Some of the people whose work is most intimately affected by copyright law are musicians, yet there are many misconceptions and even outright falsehoods circulating in the musical community when it comes to things like the right to perform and make changes to existing songs, and what really constitutes fair use.
If you've ever played a gig without making sure you were covered by a performance license or been tempted to change someone else's song to create a parody, here's what you need to know.
1. The performance right
Many musicians believe they have the right to perform any song, in any place, at any time. The right to perform songs actually belongs to the individual song owners, and not to performers. Song owners are entitled to collect royalties for all public performances of their songs, which means that performers need licenses to perform them.
For gigging musicians, performing cover songs often feels like a free right because many venues pay for broad performance licenses from the performance rights organizations (ASCAP, SESAC, and BMI in the US).
The performance right also affects people who want to play pre-recorded music for the public, including the music you hear on hold or even piped into malls and restaurants.

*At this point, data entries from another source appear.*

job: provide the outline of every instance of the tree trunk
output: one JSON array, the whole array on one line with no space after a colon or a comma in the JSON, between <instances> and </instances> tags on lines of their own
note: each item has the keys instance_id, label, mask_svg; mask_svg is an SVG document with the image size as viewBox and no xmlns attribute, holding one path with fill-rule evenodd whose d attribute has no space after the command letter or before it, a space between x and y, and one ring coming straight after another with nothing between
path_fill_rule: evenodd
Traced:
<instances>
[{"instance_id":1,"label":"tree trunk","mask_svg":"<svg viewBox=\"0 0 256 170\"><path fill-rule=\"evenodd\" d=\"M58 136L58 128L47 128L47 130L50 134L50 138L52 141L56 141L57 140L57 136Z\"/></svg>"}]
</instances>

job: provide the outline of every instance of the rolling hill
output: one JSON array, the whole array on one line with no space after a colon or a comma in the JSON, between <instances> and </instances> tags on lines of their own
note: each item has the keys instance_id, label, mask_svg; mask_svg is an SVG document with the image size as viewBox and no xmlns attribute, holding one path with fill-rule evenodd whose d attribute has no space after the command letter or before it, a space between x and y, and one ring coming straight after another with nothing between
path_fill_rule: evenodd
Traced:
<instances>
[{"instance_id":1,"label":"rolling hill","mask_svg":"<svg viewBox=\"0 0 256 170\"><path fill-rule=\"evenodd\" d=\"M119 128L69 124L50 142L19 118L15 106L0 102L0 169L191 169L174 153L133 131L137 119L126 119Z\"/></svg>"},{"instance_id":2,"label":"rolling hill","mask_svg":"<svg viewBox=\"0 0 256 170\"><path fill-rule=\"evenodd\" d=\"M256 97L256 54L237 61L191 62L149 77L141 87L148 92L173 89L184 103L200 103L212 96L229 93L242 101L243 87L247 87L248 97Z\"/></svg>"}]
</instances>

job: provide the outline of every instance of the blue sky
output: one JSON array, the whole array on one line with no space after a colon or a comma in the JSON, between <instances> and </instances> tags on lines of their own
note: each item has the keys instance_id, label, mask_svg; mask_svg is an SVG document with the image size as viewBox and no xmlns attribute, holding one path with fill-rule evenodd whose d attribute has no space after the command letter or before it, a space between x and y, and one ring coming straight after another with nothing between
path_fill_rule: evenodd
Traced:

Business owners and musicians are required to pay for performance licenses if they want to play music for their customers, and if your band ends up doing gigs at bars, restaurants, or parties, then you need to make sure that the venue has paid for a performance license before you play any cover songs.
2. The right to make changes to others' songs
Making clever changes to the lyrics or melody of a song may seem like a great way to make your mark and demonstrate your artistic prowess, but many musicians don't realize that they actually need permission from song owners before changing inherent parts of the song.
The need to get permission for major changes applies whether you're performing a cover song or making a recording of a cover song. There are some things, such as tempo and key, that you can change as a way of taking artistic license, but anything that alters the fundamental bones of the song, including changes to the lyrics or melody, requires that you get in contact with the song owners first. Be aware that getting permission to make changes often requires paying a fee for the privilege, so plan ahead.
3. Fair use
Contrary to popular belief, there are no hard and fast rules about what is fair use and what is not, making fair use one of the most commonly misunderstood parts of copyright law. Instead of clearly defined rules, the courts evaluate fair use on a case-by-case basis, weighing four factors to determine if something is fair use. Determining fair use includes considerations like whether the use is for commercial or nonprofit/educational purposes and how the use will affect the value of the original work. To read about all four factors involved in determining fair use, see the United States Copyright Office's website.
Fair use myths often include the belief that using a specific limited amount of someone else's work is legal, and you'll often hear people give false statements such as, "You're allowed to sample up to 15 seconds of a song," or, "It's okay to copy one page of a score." But the fact is that there are no clearly defined rules saying that this is fair use, and whenever you use someone else’s copyrighted work without getting the appropriate licenses/permissions, you may be doing something illegal.
There are some things that musicians do which are clearly not fair use, such as providing friends with copies of sheet music or recordings, since such copying and sharing means that the copyright owners will sell fewer copies of their music. But what about parody? The freedom to make social commentary through parody creates lots of grey area where copyright law is concerned. Shows such as Saturday Night Live and late-night talk shows constantly parody the work of artists, but when parodies have a commercial benefit for the creators, they are often denounced as attempts to piggyback off of the work and success of the original artist.
Don Henley's song "The Boys of Summer" provides a good example of the perils of claiming parodies as fair use. An altered version of Henley's song, re-titled "The Hope of November," was created by a political candidate to parody opponents during a campaign. In 2010, the court ruled that this unauthorized use of Henley's song was not fair use because, among other things, it was used for a commercial purpose (to garner campaign contributions), and hurt Henley's chances of licensing the song for future uses. For a more complete description of the ruling, read about the case on the US Copyright Office's website.
The bottom line is that whenever you make a lot of money or gain fame and influence by borrowing someone else's idea, there's a good chance that someone will take legal action against you arguing that your work was illegal rather than fair use. Play it safe and always ask for permission before making changes to someone else's work.